Оценить:
 Рейтинг: 4.5

Царь-колокол, или Антихрист XVII века

Год написания книги
1892
1 2 3 4 5 ... 38 >>
На страницу:
1 из 38
Настройки чтения
Размер шрифта
Высота строк
Поля
Царь-колокол, или Антихрист XVII века
Н. П. Машкин

История в романах
Н. П. Машкин – русский писатель конца XIX в., один из целой когорты исторических романистов, чьи произведения снискали славу отечественной беллетристики. Имя этого литератора, ныне незаслуженно забытого, стоит в одном ряду с его блестящими современниками, такими как В. П. Авенариус, М. Н. Волконский, А. И. Красницкий, Д. Л. Мордовцев, Н. Э. Гейнце и др. Действие романа «Царь-колокол, или Антихрист XVII века», впервые опубликованного в 1892 г., происходит в середине XVII в. при царствовании Алексея Михайловича, во времена раскола Русской православной церкви. В центре событий романа, наряду с личностями патриарха Никона, неистового раскольника Аввакума и Степана Разина, автор с большим мастерством представил образы простых русских людей, строивших Москву и приумноживших славу Русской земли.

Н. П. Машкин

Царь-колокол, или Антихрист XVII века

© ООО ТД «Издательство Мир книги», оформление, 2010

© ООО «РИЦ Литература», 2010

Часть первая

Бога для, братья и господа мои,

не зазрите худоумью моему

и грубости моей.

Да не будет в похваленье написанье

меня ради…

    Хождение Данила, Русской земли Игумена

Глава первая

Тяжко страдало во времена междуцарствия любезное русским отечество, угнетенное самозванцами, нашествием чужеземцев и боярскими смутами. Нужен был мудрый кормчий, чтобы государство, погибавшее в волнах безначалия, как корабль в бурном море, вошло в безопасную гавань и уврачевало свои раны. Таким кормчим избрало Провидение и глас народа Михаила Федоровича Романова. Он защитил Россию от набегов иноплеменных, смирил боярские распри и восстановил гражданский порядок. Мудрый преемник его, Алексей Михайлович, следуя во всем по стопам своего родителя, еще более скрепил узел благоденствия нашего отечества.

В его царствование селившиеся в Москве во множестве иностранцы теснее сблизили русских с Европою, и россияне начали мало-помалу, незаметно для самих себя, не только заимствовать от иноземцев просвещение, но и перенимать самые обычаи. Во второй половине царствования Алексея Михайловича Россия, огражденная извне, уврачеванная внутри, наслаждалась бы полным спокойствием, если бы не тревожили еще ее война с Польшей, раскол, явившийся в нашей церкви и вслед за тем неудовольствия, возникшие между боярами и патриархом Никоном, вследствие которых последний вынужден был удалиться от своей паствы во вновь построенный им Воскресенский монастырь.

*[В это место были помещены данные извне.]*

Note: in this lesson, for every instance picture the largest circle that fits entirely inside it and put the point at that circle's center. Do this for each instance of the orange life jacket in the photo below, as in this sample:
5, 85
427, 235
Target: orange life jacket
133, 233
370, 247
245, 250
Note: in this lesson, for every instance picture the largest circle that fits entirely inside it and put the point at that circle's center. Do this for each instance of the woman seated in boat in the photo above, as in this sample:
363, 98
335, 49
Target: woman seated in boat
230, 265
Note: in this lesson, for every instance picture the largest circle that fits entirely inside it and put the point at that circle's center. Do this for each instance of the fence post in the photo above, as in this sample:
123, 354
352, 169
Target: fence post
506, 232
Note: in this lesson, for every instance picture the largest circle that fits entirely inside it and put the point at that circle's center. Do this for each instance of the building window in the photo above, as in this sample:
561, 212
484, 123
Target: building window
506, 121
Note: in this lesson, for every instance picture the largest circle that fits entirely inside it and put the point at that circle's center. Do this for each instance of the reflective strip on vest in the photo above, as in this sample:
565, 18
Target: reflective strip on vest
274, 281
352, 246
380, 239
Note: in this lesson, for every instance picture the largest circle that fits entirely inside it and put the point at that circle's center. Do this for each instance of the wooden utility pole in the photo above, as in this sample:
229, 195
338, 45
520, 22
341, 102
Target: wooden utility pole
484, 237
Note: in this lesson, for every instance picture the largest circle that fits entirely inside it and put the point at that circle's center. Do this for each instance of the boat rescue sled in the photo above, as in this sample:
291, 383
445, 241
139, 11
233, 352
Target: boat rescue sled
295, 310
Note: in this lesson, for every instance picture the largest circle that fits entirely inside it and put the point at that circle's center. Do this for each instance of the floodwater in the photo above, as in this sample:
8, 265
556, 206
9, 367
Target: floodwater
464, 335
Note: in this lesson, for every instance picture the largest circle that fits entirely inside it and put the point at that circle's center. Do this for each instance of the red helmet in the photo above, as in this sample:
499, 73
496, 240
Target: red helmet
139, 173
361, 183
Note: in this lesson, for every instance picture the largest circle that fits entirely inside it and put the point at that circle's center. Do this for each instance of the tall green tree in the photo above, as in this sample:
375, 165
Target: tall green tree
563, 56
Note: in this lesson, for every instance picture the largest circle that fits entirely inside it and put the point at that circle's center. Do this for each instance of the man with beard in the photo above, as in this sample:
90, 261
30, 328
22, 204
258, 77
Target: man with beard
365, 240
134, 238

Москва, стольный град царства русского, принимавшая на себя всегда, как нежная мать, раны, наносимые отечеству, и вытерпевшая столько осад, пожаров и разрушений, отдыхала в эту эпоху от прежних треволнений, заселялась, ширилась, украшалась множеством зданий и церквей. Она не была уже, как прежде, частичкой Суздальского княжества, не дробилась на трети, не делилась своей знаменитостью с городами Владимиром и Киевом, а Великий Новгород не заглушал славы ее своим вечевым колоколом, и всякий видел тогда, что это был уже стольный град огромного царства русского! Сорок сороков златоверхих церквей московских были всегда полны народом; «купецкие» ряды и рынки завалены товарами, привезенными из всех стран света; по улицам скакали, с утра до вечера, царские гонцы; тянулись величественные процессии; стройно проходили стрелецкие полки…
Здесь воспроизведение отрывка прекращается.